Другая речь сводилась к следующему: «Дорогие братья и сестры, наш вождь говорит, что это еще один танец, который мы прежде танцевали, но больше не хотим этого делать. Мы раздадим все танцевальные костюмы, которые вы видели на нас, хотя мы их очень высоко ценим. Он говорит, что для него большая честь принимать на празднике в своем доме так много белых братьев и сестер».
В ходе представления вождь Шейк, наблюдавший за происходящим с большой серьезностью, сделал несколько коротких пояснительных замечаний. Последняя его речь завершилась следующим образом: «Дорогие братья и сестры, мы с давних пор блуждали во тьме. Вы вывели нас к свету, указывающему верный путь, научили правильному образу жизни и рассказали, как умереть достойно. Благодарю вас от себя лично, от имени всего моего народа и отдаю вам свое сердце».
Праздник завершился обрядом пóтлач, на котором раздаривали мантии из шкур оленей, диких овец, сурков и соболей, а также множество фантастических шаманских головных уборов. Один из них достался и мне.
Пол дома был устлан свежими ветвями тсуги, стены украшали букеты из пестрых полевых цветов, а в очаге лежали ветки черники и кипрей. В целом представление было чудесным.
Юго-восточная Аляска показалась мне замечательным местом для жизни. Климат на островах и побережье материка удивительно мягкий и умеренный, и в течение всего года нет резких перепадов температур. Однако здесь так часто идет дождь, что заготавливать сено в больших объемах вряд ли когда-либо удастся, как бы стремительно ни развивались здесь в будущем рудники, лесной и рыбный промысел. Впрочем, местная дождливая погода – самая лучшая из тех, что мне когда-либо приходилось испытывать: температура умеренная, мягкий дождь питает реки и землю, делая ее свежей и плодородной. Хотя нет ничего более восхитительного, чем сияющее во время дождя солнце, безоблачные дни случаются крайне редко, как на севере, так и на юге. Летний день на Аляске – это день без ночи.

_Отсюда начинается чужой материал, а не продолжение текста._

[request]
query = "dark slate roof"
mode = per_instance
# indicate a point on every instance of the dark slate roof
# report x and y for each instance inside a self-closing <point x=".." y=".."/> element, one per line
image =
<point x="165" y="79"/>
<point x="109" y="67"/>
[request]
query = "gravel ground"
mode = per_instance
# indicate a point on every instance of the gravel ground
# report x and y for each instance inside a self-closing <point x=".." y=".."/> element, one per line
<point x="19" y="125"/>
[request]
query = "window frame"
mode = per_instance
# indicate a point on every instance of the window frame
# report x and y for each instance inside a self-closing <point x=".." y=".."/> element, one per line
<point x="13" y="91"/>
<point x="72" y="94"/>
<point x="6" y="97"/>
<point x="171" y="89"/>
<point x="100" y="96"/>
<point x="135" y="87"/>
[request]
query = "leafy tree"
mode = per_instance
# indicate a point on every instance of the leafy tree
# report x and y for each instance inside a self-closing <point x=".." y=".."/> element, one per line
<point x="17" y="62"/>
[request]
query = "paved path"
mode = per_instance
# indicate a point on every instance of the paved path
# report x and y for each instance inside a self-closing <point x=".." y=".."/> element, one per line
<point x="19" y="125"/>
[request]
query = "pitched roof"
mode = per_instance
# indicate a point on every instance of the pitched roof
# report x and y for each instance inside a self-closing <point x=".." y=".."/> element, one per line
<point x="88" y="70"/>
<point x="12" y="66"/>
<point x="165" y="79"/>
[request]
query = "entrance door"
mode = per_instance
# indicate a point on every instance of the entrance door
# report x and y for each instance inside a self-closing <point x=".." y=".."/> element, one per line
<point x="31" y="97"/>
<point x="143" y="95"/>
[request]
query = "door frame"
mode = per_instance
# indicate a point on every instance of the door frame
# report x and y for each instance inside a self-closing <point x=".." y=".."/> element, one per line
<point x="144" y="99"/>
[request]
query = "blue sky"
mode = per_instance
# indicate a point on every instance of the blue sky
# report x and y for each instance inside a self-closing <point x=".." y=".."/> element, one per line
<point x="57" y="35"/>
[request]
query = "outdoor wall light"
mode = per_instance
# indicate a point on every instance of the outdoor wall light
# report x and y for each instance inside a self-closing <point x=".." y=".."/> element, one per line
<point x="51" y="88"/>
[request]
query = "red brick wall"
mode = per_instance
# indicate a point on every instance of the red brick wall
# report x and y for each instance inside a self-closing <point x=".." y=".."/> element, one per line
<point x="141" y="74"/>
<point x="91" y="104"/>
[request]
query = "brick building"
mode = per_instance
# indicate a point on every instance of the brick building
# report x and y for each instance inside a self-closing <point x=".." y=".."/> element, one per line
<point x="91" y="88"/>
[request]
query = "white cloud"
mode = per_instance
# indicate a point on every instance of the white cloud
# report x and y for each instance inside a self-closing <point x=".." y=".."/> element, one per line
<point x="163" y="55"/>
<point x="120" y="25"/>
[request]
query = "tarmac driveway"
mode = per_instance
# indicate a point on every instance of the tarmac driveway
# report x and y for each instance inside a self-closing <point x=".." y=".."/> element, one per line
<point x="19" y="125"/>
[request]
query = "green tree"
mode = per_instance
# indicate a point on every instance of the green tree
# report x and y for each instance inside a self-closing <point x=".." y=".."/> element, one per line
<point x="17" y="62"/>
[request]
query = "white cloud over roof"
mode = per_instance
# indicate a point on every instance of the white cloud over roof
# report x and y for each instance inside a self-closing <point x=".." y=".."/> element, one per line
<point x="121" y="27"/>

В самой северной точке полуострова, на мысе Барроу*, солнце не заходит неделями, и даже здесь, на юго-востоке, оно лишь на несколько градусов опускается под горизонт в своей нижней точке, а закат сразу переходит в рассвет, не оставляя зазора для наступления темноты. Полночь по освещенности соответствует навигационным сумеркам*. В это время тонкие облака, которые почти всегда присутствуют на небе, окрашиваются в желтый и красный цвета, ярко извещая о том, что солнце опускается за горизонт. Новый день наступает медленно. Низкая дуга света крадется в северо-восточном направлении, постепенно становясь выше, шире и насыщеннее по тону, а когда наконец появляется солнце, это происходит без помпезной торжественности и ослепительных вспышек бодрящей энергии, пробуждающей в памяти библейские мотивы или образ жениха, выходящего из спальни таким сильным и счастливым, что он готов пробежать марафон. Алые с желтой кромкой облака растворяются в туманной дымке, острова, окаймленные серо-белыми рюшами тумана, отбрасывают неясные тени на сверкающую гладь воды, и весь небосклон обретает жемчужно-серый оттенок. В течение трех-четырех часов после восхода солнца в пейзаже нет ничего особенно впечатляющего. Хотя солнце почти не затянуто облаками, на него можно смотреть, не ощущая дискомфорта, а острова и горы с их роскошным лесным и снежным покровом и изысканным разнообразием форм кажутся сонными и неприветливыми.